19 May, 2011

"Never Rub Another Mans Rhubarb!"

In a wildly disturbing news article, a measure is appearing on a San Francisco ballot to ban male circumcision, with the supporters of the ban claiming that it's "genital mutilation".

Okay retards, let's break this sh*t down barney style because you obviously don't know your ass from a hole in the ground:

- Female Circumcision is different from Male Circumcision in that Female Circumcision is viewed by the World Health Organization (WHO) as violence against women, where as male circumcision is viewed by the WHO as being a proactive choice to reduce the transmission of HIV. Furthermore, female circumcision damages parts of the body that allow for sexual stimulation (i.e. nerve clusters), whereas male circumcision only removes a piece of skin, and arguably increases sensitivity (i.e. no nerve clusters...just skin, duh).

- Secondly, there are several religions that require that all men be circumcised. So in banning this practice, you're essentially truncating people's ability to participate freely in their religion. Yes, yes, yes, I can already here "but female genital mutilation was also parts of religion". Apparently you need to re-read the above bullet.

- Thirdly, no circumcision= Smegma. 'Nuff said. GROSS.

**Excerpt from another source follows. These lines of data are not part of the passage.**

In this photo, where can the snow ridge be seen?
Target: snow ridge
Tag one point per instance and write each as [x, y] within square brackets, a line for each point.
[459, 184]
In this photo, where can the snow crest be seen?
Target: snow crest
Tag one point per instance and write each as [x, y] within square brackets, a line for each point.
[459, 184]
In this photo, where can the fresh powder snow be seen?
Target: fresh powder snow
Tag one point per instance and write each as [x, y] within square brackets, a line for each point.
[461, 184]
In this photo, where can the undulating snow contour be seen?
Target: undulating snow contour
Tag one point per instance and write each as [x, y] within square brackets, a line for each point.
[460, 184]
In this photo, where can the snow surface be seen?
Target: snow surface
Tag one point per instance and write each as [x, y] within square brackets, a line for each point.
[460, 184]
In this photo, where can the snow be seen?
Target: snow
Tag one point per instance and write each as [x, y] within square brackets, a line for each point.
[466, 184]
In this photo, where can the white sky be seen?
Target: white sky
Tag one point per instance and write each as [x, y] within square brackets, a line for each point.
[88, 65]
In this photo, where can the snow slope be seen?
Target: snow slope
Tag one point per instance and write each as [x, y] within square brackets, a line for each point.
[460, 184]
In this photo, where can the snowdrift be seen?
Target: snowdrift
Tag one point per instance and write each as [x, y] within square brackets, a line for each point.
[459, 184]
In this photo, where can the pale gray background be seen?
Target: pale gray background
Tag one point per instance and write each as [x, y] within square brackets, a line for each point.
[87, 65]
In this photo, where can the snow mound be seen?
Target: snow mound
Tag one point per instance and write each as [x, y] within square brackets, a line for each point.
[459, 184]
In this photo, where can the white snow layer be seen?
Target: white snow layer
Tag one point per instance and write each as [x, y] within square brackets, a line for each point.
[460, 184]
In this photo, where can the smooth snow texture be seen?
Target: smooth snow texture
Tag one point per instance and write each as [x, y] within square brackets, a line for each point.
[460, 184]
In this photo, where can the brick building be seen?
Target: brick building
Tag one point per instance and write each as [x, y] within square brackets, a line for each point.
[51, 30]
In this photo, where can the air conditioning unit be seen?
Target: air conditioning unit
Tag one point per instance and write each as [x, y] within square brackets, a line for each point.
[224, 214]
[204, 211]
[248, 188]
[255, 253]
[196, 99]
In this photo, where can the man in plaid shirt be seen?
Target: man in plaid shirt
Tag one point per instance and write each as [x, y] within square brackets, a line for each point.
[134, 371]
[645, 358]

- Forth, aesthetics. Uncut junk looks like a f**ked up hot dog. Gross.

- Fifth, choices. This movement coming from San Francisco of all places. The place where people piss and moan about individual rights like gay marriage. Yet they turn around, and attempt to turn circumcision into a misdemeanor. Really? What kind of hypocritical BS is that??

- Sixth, a little too close to home for me. I refuse to believe I am a "victim of genital mutilation". My junk is fantastic and I would have it done twice if I needed to! Plus, I know an overwhelming majority of women out there prefer the "cut" to "uncut".

- Seventh (and probably should have been second), it has been shown to reduce the potential for certain diseases (and is easier to keep clean). I, for one, and totally down at being at reduced risk of STD's.

- Eigth, this procedure is what separates humans from animals. I am not a dog, and don't want some weird lipstick looking tube attached to my body. I want the sh*t that women's wet dreams are made of, and that's the kinda dongs you can only see in porn. How many pornos you've seen with uncircumcised junk?

- Ninth, SMEGMA! GROSS.

In closing, San Francisco can officially gargle my nuts. While I believe the government should have the authority to limit certain self-damaging acts (i.e. drugs, suicide, etc.), they DO NOT have any right to intervene on something that is beneficial just because a bunch of patchouli drenched, tye dye wearing asshats want to be on a political platform about sh*t that doesn't affect them.

San Francisco, get on the f**king wheel!!!

1 comment:

Anonymous said...

Oooh. Rush me to the burn unit. I'm assuming you're just mad because you're uncut and you have a smegma problem. GFY.